Sunday, September 13, 2009

Star Trek toupee analogies.

One of the reasons that the first Star Trek pilot with Jeffrey Hunter did not sell was that its star wasn't wearing a hairpiece. Creator Gene Roddenberry soon realized that a toupeed star would allow for far more meaningful allegories to be told; it was the toupee that would allow Roddenberry to comment on our society in a way that could get past the network censors. One such example (okay, we are completely making all of this up) is the first season episode "Operation -- Annihilate!"

The creatures in this episode represent Bill Shatner's old discarded and now hairless toupees - what is left is merely a lace base desperately seeking to attach itself to a new human head. When the lace base accidentally attaches itself to Spock, he undergoes a transformation, gradually turning into Bill Shatner!

What is the solution? Sunlight, of course! If there is one thing that the base of a toupee is sensitive to, it is sunlight.

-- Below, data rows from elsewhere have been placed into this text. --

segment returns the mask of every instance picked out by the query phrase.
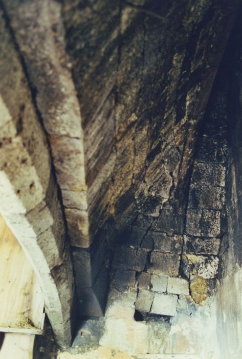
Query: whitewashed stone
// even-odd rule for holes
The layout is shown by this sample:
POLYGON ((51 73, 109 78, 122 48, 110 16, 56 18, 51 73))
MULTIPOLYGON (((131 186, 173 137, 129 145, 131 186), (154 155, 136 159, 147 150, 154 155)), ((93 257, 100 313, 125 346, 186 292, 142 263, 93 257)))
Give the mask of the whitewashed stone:
POLYGON ((174 294, 155 293, 150 313, 173 316, 177 311, 178 296, 174 294))
POLYGON ((188 282, 182 278, 169 278, 168 280, 167 292, 174 294, 189 295, 188 282))

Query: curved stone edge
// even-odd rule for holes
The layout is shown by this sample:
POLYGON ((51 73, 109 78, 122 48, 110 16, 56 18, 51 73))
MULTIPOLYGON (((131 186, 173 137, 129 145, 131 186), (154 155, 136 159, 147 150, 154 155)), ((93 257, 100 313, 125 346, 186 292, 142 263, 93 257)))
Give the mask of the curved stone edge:
POLYGON ((65 51, 61 5, 54 0, 3 3, 37 90, 36 106, 49 137, 71 244, 88 248, 91 241, 81 118, 65 51))
POLYGON ((37 275, 56 343, 70 345, 74 280, 63 224, 55 223, 58 215, 47 205, 35 166, 2 99, 0 105, 0 212, 37 275))

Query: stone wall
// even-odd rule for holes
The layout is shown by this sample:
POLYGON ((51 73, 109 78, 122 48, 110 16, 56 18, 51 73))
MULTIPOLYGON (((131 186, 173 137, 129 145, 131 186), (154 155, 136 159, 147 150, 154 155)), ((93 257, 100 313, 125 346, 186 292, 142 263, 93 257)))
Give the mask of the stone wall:
POLYGON ((223 64, 224 75, 230 87, 230 146, 227 173, 226 197, 228 233, 222 243, 222 280, 215 297, 218 357, 221 359, 242 356, 241 333, 241 201, 242 126, 241 74, 242 27, 239 17, 231 33, 223 64))
POLYGON ((153 232, 162 232, 172 253, 151 260, 175 262, 178 275, 197 132, 236 4, 64 1, 93 242, 72 249, 77 277, 89 276, 77 280, 82 302, 91 286, 104 302, 117 238, 137 248, 144 237, 137 255, 145 262, 153 232))
POLYGON ((57 343, 72 340, 74 280, 48 143, 0 10, 0 212, 39 281, 57 343))

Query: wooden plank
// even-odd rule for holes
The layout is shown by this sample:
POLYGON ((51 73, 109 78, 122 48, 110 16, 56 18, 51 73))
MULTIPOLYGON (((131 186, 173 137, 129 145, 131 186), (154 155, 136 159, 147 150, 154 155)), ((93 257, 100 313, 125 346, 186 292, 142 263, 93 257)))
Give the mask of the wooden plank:
POLYGON ((44 307, 41 290, 21 246, 2 216, 0 303, 0 330, 29 329, 40 333, 44 307))
POLYGON ((33 359, 34 335, 8 333, 0 350, 0 359, 33 359))

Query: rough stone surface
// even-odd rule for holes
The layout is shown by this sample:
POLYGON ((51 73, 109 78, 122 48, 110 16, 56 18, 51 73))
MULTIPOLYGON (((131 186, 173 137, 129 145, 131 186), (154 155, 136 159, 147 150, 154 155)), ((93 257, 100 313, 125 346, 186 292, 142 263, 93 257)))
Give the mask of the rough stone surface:
POLYGON ((192 254, 218 254, 221 240, 219 238, 201 238, 184 235, 185 253, 192 254))
POLYGON ((171 276, 178 275, 180 262, 180 256, 178 254, 152 252, 150 262, 149 271, 155 274, 171 276))
POLYGON ((153 244, 149 249, 168 253, 181 253, 182 246, 182 236, 181 235, 168 236, 166 233, 148 231, 144 237, 142 246, 146 248, 148 242, 153 244))
POLYGON ((140 289, 149 289, 151 276, 148 273, 142 272, 138 277, 139 288, 140 289))
POLYGON ((189 295, 188 282, 182 278, 168 278, 167 293, 171 293, 173 294, 189 295))
MULTIPOLYGON (((151 295, 152 285, 160 290, 166 286, 156 275, 172 277, 169 290, 182 291, 184 280, 174 277, 185 275, 199 304, 211 294, 219 274, 219 248, 223 257, 227 249, 227 87, 217 85, 218 95, 212 92, 207 102, 238 2, 2 2, 13 39, 3 22, 2 210, 15 232, 21 230, 20 240, 48 283, 43 285, 48 313, 53 323, 65 326, 55 328, 59 338, 65 334, 70 339, 73 289, 65 225, 79 314, 102 313, 119 244, 112 300, 123 294, 132 320, 124 313, 124 305, 119 308, 123 317, 114 308, 108 311, 110 337, 104 334, 104 345, 121 349, 122 340, 125 350, 136 354, 152 347, 144 340, 148 325, 133 316, 136 295, 138 301, 143 290, 151 295), (49 300, 53 293, 55 302, 49 300)), ((239 126, 234 128, 241 133, 239 126)), ((239 141, 232 146, 237 154, 229 153, 231 233, 232 223, 241 227, 239 141)), ((231 257, 233 251, 241 253, 239 229, 235 234, 235 246, 227 236, 231 257)), ((187 287, 183 290, 187 293, 187 287)), ((171 310, 176 296, 164 295, 170 305, 167 311, 171 310)), ((188 343, 184 340, 187 332, 193 336, 192 326, 187 327, 192 320, 178 313, 174 317, 161 352, 178 352, 188 343)))
POLYGON ((222 209, 225 203, 225 191, 223 187, 192 185, 190 187, 190 208, 222 209))
POLYGON ((177 303, 177 295, 156 293, 150 312, 168 316, 174 315, 177 303))
POLYGON ((221 213, 208 209, 189 209, 186 232, 190 235, 214 237, 221 234, 221 213))
POLYGON ((161 275, 152 274, 151 275, 151 290, 154 292, 160 292, 164 293, 166 291, 167 287, 168 278, 161 275))
POLYGON ((148 313, 150 311, 154 298, 154 293, 149 290, 140 290, 137 300, 135 302, 135 307, 139 312, 148 313))
POLYGON ((142 271, 146 263, 147 255, 147 252, 140 248, 119 246, 116 250, 113 265, 115 268, 142 271))
POLYGON ((192 274, 204 279, 214 278, 217 274, 219 260, 212 255, 206 256, 194 254, 183 254, 182 267, 187 278, 192 274))
POLYGON ((200 185, 225 185, 225 171, 224 166, 210 163, 195 163, 193 167, 192 181, 200 185))

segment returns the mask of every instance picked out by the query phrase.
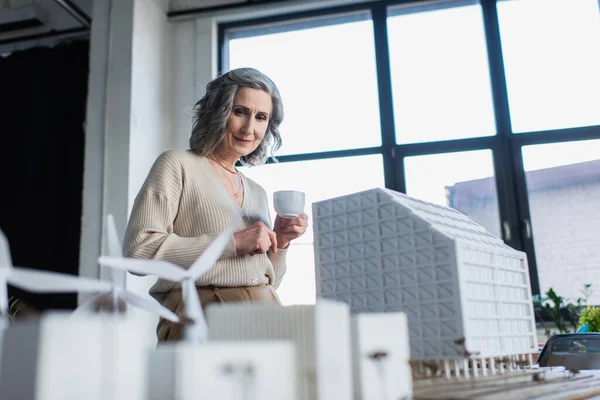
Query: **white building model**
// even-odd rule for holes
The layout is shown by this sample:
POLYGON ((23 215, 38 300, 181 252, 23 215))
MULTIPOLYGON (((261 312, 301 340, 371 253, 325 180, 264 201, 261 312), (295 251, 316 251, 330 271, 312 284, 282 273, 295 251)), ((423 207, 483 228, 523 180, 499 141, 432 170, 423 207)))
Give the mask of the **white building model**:
POLYGON ((317 295, 406 313, 413 360, 536 350, 526 255, 465 215, 373 189, 314 203, 313 216, 317 295))

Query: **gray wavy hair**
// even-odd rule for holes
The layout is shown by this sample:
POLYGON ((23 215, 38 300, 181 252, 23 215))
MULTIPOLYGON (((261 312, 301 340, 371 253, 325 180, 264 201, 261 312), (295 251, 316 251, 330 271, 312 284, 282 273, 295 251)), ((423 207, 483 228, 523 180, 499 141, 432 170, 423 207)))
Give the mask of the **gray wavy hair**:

After the episode aired, Roddenberry said in an interview "The idea came from a question I asked myself: 'What happens to all of Shatner's old toupees?' Suddenly it occurred to me that I could write a story where they have fused with some of Bill Shatner's scalp cells and become sentient and they are now seeking their creator. That is why they prey on Kirk's brother Sam and nephew, because they have similar genes." He also added "The toupee really is a great unexplored means of storytelling and I was very proud of what we did with this episode."

Several unused ideas from this episode, such as calling the creatures "T'Pee" would later be used in the movie Star Trek: The Motion Picture, where the Voyager probe is called "V'Ger".

Just to repeat, none of what we have written here is true.


  1. Yes, and the planet-killer in the Doomsday Machine that looked like a giant marijuana cigarette was an allegory about the dangers of drug use. Star Trek was a topical show and these were important subjects to be explored during the turbulent decade of the 1960's.

  2. I thought the Doomsday Machine was meant to represent a large pooh?

  3. According to Gene Roddenberry's book "The Great Toupees of The Galaxy", The Doomsday Machine was a metaphor for a giant vacuum cleaner that could detach even the most strongly affixed toupees, that is why Kirk was so adamant that the thing must be destroyed. -ST

  4. of the resemblance to a pooh was unintentional after all??!

  5. Oh my goodness.
    I love you, toupologists.
    Thank you for enhancing my forced Vicodine high with your beautiful research results.

  6. Great analysis! And while what you have written isn't true* strictly speaking (*wink, wink), the head canon does make perfect sense. Plus, that's my favorite episode!